Not if it is written so as to expire if any amendments are attempted, and it must be re-debated from scratch.
I propose the only exceptions be genuine medical related expenses, education, housing and food.
Once upon a time the mythical "reasonable" person considered those (and only those) the necessities of life.
"... legislators cannot invent too many devices for subdividing property, only taking care to let their subdivisions go hand in hand with the natural affections of the human mind. The descent of property of every kind therefore to all the children,...
But it is not too soon to provide by every possible means that as few as possible shall be without a little portion of land. The small landholders are the most precious part of a state."
-- Thomas Jefferson to James Madison, Oct. 28, 1785 -- PROPERTY AND NATURAL RIGHT
He also recommended the following in the same letter as a proper federal tax:
Excerpt from a
Letter To James Madison
Thomas Jefferson (Oct. 28, 1785)
- "Another means of silently lessening the inequality of property is to exempt all from taxation below a certain point, and to tax the higher portions or property in geometrical progression as they rise."
Fortunately wiser heads among the Founders of the Constitution prevailed and instead imposed severe restictions on the imposition of such direct taxes.
Much to the consternation of the socialists which love to quote Jefferson's endorsement of graduated and progressive taxes and his apparent discouragement of rights of inherentence.
There was good reason why Karl Marx and the Communist Party makes the progressive/graduated income tax the 2nd plank of the Manifesto of the Communist Party, by Karl Marx and Frederick Engels, published in 1848. We should never forget nor overlook the philosophical underpinnings of that choice:
"The proletariat will use its political supremacy to wrest, by degree, all capital from the bourgeoisie, to centralize all instruments of production in the hands of the state ... . Of course, in the beginning, this cannot be effected except by means of despotic inroads on the rights of property ... . These measures will, of course, be different in different countries. Nevertheless, in most advanced countries, the following will be pretty generally applicable.
1. Abolition of property in land and application of all rents of land to public purposes.
2. A heavy progressive or graduated income tax.
3. Abolition of all rights of inheritance.
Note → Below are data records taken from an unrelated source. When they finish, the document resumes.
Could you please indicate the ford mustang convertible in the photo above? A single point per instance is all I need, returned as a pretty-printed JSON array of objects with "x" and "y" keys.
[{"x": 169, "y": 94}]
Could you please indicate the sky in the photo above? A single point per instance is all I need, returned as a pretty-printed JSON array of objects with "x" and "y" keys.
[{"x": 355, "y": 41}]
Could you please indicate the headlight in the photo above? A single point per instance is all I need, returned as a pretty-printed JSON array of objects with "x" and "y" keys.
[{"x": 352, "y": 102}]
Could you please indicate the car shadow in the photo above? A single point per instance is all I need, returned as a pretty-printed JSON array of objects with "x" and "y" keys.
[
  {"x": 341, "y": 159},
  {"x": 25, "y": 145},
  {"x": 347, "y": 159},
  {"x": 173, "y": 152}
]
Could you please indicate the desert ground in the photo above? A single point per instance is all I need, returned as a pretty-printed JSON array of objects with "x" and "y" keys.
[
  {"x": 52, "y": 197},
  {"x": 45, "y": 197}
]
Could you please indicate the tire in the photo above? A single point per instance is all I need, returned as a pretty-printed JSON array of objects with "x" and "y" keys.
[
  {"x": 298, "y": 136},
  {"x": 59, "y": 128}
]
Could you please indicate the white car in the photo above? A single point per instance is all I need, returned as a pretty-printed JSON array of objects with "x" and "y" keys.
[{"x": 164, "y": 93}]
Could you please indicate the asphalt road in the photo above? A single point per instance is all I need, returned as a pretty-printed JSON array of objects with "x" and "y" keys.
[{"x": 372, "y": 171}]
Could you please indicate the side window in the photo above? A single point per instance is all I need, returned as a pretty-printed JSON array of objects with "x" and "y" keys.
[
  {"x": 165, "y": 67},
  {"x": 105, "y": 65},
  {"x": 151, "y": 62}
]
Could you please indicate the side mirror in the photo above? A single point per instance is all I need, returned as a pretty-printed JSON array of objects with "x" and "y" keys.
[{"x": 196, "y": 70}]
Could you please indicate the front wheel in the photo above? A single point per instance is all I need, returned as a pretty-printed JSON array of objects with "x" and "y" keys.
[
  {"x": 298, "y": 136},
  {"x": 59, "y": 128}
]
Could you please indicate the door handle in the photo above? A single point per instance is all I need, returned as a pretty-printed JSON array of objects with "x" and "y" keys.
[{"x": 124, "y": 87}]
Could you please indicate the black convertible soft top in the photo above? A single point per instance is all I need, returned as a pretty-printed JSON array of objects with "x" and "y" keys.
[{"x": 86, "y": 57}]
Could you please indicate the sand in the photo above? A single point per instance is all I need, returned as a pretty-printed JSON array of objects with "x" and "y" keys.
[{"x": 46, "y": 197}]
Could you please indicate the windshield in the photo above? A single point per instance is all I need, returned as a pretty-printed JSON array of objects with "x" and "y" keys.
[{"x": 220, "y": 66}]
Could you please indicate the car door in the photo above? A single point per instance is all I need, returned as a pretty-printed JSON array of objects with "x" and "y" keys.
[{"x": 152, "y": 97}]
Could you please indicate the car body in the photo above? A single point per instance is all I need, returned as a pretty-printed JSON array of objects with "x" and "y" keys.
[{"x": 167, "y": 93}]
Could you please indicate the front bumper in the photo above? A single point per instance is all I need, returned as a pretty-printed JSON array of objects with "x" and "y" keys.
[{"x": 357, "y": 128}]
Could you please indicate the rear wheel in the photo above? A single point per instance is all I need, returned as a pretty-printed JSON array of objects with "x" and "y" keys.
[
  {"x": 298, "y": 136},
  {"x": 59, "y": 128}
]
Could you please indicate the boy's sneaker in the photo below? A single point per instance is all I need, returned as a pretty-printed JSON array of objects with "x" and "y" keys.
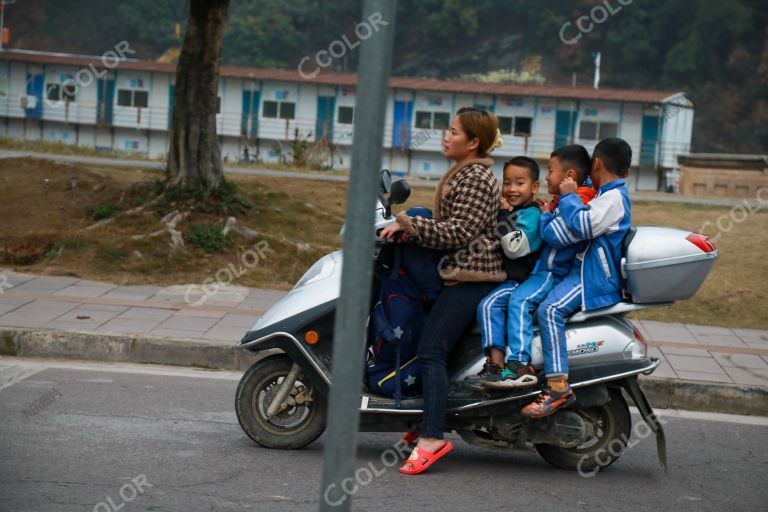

4. Confiscation of the property of all emigrants and rebels.
5. Centralization of credit in the banks of the state, by means of a national bank with state capital and an exclusive monopoly.
6. Centralization of the means of communication and transport in he hands of the state.
7. Extension of factories and instruments of production owned by the state; the bringing into cultivation of waste lands, and the improvement of the soil generally in accordance with a common plan.
8. Equal obligation of all to work. Establishment of industrial armies, especially for agriculture.
9. Combination of agriculture with manufacturing industries; gradual abolition of all the distinction between town and country by a more equable distribution of the populace over the country.
10. Free education for all children in public schools. Abolition of children's factory labor in its present form. Combination of education with industrial production, etc. "
It's bad enough we already have excise taxes on Alcohol, Tobacco and Gasoline.
The only thing you dipwads are going to achieve is putting Frist in a corner where he'll have to compromise, negotiate and cave-in. Then we'll still be stuck with the blasted Income Tax on top of even more Excise Taxes on other items.
You extremists should just stuff a sock in it.
Take a look at the liberal 'Rats who will influence the debate and you'd have to be a complete moron to give them the opportunity to impose even more Politically Correct excise taxes.